IBM: 61 percent of IT professionals see security as the top barrier to enterprise mobility
A full 61 percent of IT professionals see security as the top barrier to adoption of mobile technology in the enterprise, according to a survey of more than 1,200 IT and business decision makers conducted by IBM (NYSE: IBM).
Other barriers to mobile technology adoption include integration of mobile with existing infrastructure and data (44 percent) and difficulty in extending applications to mobile (38 percent).
Yet, nearly 70 percent of respondents said their enterprises plan to increase investment in mobile technology over the next two years, according to the 2012 IBM Tech Trends Report.
Security is also the number one barrier to cloud and social business technology adoption, and the number two barrier to business analytics technology adoption, according to the survey.
"Security concerns consistently rank as the most significant barrier to adoption across mobile, cloud computing and social business.
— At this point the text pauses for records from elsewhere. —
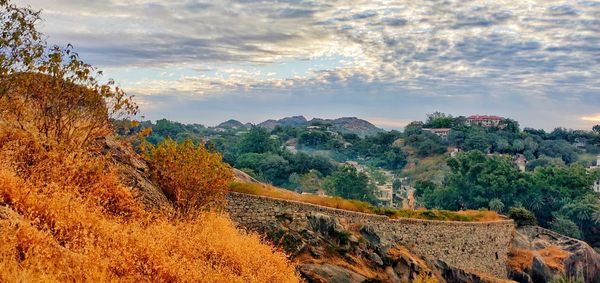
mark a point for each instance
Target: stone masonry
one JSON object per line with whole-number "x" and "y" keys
{"x": 472, "y": 246}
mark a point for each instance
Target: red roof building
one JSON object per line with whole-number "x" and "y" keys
{"x": 442, "y": 132}
{"x": 484, "y": 120}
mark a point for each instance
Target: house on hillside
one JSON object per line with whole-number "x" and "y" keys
{"x": 596, "y": 186}
{"x": 441, "y": 132}
{"x": 521, "y": 161}
{"x": 385, "y": 195}
{"x": 484, "y": 120}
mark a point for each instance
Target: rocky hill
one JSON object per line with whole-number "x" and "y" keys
{"x": 231, "y": 124}
{"x": 351, "y": 125}
{"x": 344, "y": 125}
{"x": 332, "y": 249}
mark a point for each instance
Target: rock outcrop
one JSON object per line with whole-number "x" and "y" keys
{"x": 541, "y": 255}
{"x": 133, "y": 172}
{"x": 331, "y": 246}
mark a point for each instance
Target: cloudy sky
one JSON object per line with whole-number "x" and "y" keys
{"x": 390, "y": 62}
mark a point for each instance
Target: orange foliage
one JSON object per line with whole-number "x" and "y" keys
{"x": 191, "y": 176}
{"x": 64, "y": 214}
{"x": 78, "y": 223}
{"x": 553, "y": 257}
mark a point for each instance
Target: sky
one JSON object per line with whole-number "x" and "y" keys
{"x": 389, "y": 62}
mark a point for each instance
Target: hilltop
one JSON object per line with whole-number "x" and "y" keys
{"x": 344, "y": 125}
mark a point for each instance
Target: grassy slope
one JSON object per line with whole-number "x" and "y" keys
{"x": 352, "y": 205}
{"x": 65, "y": 216}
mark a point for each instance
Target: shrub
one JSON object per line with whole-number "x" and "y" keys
{"x": 522, "y": 216}
{"x": 77, "y": 223}
{"x": 49, "y": 91}
{"x": 566, "y": 227}
{"x": 191, "y": 176}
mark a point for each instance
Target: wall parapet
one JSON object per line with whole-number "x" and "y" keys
{"x": 473, "y": 246}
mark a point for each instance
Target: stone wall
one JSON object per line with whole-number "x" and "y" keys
{"x": 472, "y": 246}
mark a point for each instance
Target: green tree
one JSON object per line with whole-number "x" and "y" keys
{"x": 566, "y": 227}
{"x": 348, "y": 183}
{"x": 522, "y": 216}
{"x": 257, "y": 140}
{"x": 439, "y": 120}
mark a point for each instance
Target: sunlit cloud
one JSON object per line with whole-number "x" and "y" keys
{"x": 594, "y": 118}
{"x": 413, "y": 53}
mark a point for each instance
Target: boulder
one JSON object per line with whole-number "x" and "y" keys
{"x": 133, "y": 172}
{"x": 322, "y": 273}
{"x": 554, "y": 256}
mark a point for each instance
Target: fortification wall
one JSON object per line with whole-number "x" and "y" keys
{"x": 472, "y": 246}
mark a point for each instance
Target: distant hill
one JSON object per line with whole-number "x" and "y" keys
{"x": 351, "y": 125}
{"x": 231, "y": 124}
{"x": 344, "y": 125}
{"x": 294, "y": 121}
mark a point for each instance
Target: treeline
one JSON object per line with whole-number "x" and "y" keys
{"x": 558, "y": 147}
{"x": 559, "y": 197}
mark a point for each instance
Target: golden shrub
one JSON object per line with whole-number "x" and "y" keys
{"x": 193, "y": 177}
{"x": 77, "y": 222}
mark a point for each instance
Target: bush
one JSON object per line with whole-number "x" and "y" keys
{"x": 191, "y": 176}
{"x": 563, "y": 225}
{"x": 522, "y": 216}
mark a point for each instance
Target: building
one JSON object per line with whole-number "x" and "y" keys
{"x": 484, "y": 120}
{"x": 441, "y": 132}
{"x": 596, "y": 186}
{"x": 521, "y": 162}
{"x": 385, "y": 195}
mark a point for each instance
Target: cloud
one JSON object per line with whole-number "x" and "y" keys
{"x": 544, "y": 52}
{"x": 593, "y": 118}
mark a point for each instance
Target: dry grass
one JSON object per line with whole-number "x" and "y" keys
{"x": 79, "y": 223}
{"x": 554, "y": 257}
{"x": 359, "y": 206}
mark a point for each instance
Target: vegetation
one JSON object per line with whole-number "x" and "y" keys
{"x": 553, "y": 194}
{"x": 358, "y": 206}
{"x": 522, "y": 216}
{"x": 64, "y": 213}
{"x": 191, "y": 176}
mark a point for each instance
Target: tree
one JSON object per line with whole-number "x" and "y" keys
{"x": 310, "y": 182}
{"x": 522, "y": 216}
{"x": 191, "y": 176}
{"x": 439, "y": 120}
{"x": 566, "y": 227}
{"x": 558, "y": 148}
{"x": 348, "y": 183}
{"x": 257, "y": 140}
{"x": 496, "y": 205}
{"x": 51, "y": 91}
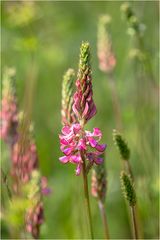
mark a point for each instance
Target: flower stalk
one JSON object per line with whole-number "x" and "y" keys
{"x": 79, "y": 146}
{"x": 98, "y": 190}
{"x": 130, "y": 195}
{"x": 127, "y": 180}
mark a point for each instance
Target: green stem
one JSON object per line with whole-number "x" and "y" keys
{"x": 134, "y": 223}
{"x": 86, "y": 194}
{"x": 115, "y": 102}
{"x": 104, "y": 218}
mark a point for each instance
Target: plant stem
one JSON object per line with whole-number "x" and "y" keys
{"x": 104, "y": 218}
{"x": 115, "y": 102}
{"x": 86, "y": 194}
{"x": 134, "y": 223}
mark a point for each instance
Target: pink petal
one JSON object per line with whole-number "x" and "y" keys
{"x": 101, "y": 147}
{"x": 98, "y": 160}
{"x": 85, "y": 110}
{"x": 76, "y": 127}
{"x": 78, "y": 169}
{"x": 46, "y": 191}
{"x": 63, "y": 141}
{"x": 92, "y": 141}
{"x": 97, "y": 132}
{"x": 66, "y": 130}
{"x": 75, "y": 159}
{"x": 82, "y": 145}
{"x": 67, "y": 151}
{"x": 64, "y": 159}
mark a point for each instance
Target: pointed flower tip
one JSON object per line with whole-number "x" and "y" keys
{"x": 122, "y": 145}
{"x": 128, "y": 188}
{"x": 67, "y": 114}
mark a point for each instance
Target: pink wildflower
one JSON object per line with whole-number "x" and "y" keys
{"x": 73, "y": 140}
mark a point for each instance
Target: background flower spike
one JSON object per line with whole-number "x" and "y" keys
{"x": 67, "y": 115}
{"x": 122, "y": 145}
{"x": 128, "y": 188}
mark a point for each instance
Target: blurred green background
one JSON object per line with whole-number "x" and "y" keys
{"x": 41, "y": 40}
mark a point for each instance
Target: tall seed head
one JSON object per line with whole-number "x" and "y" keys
{"x": 84, "y": 107}
{"x": 128, "y": 188}
{"x": 9, "y": 112}
{"x": 67, "y": 115}
{"x": 122, "y": 145}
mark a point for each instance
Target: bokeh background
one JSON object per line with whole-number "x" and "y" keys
{"x": 41, "y": 40}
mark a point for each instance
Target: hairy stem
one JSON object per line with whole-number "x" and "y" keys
{"x": 134, "y": 223}
{"x": 104, "y": 218}
{"x": 86, "y": 193}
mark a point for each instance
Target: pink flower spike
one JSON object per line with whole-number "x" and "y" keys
{"x": 82, "y": 144}
{"x": 78, "y": 169}
{"x": 63, "y": 141}
{"x": 97, "y": 132}
{"x": 66, "y": 130}
{"x": 75, "y": 159}
{"x": 98, "y": 160}
{"x": 101, "y": 147}
{"x": 85, "y": 110}
{"x": 67, "y": 151}
{"x": 64, "y": 159}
Even in business analytics, where data typically stays inside an organization's firewall, securing and controlling access to data still places as the number-two barrier to adoption," according to the IBM report.
The report also identified major IT skills gaps in the technologies examined: mobile, cloud, social, and analytics.
Dan Hauenstein, manager for academic initiative strategy at IBM, told FierceMobileIT that "there is a skills gap around these technologies and it is growing to the point where there is concern it could threaten innovation and growth."
"When you look across the technology spaces, security is far and away the top barrier to adoption cited," Hauenstein said.
To address these gaps, IBM has launched a number of initiatives to improve IT skills training. "We are making the most significant expansion to our academic initiative program since its launch in 2004. One key area where we are taking action is around security and helping students get cybersecurity skills that are marketable," he explained.
IBM's new cybersecurity offerings include a curriculum that brings real-world technology security scenarios into the classroom, helping students understand enterprise security challenges, as well as access to security software that professors can use in the classroom to teach students how to test applications for bugs and check network and virtualized servers for vulnerabilities.
"What is going to hold us back from applying these technologies is the security barrier that was cited in the report," Hauenstein concluded.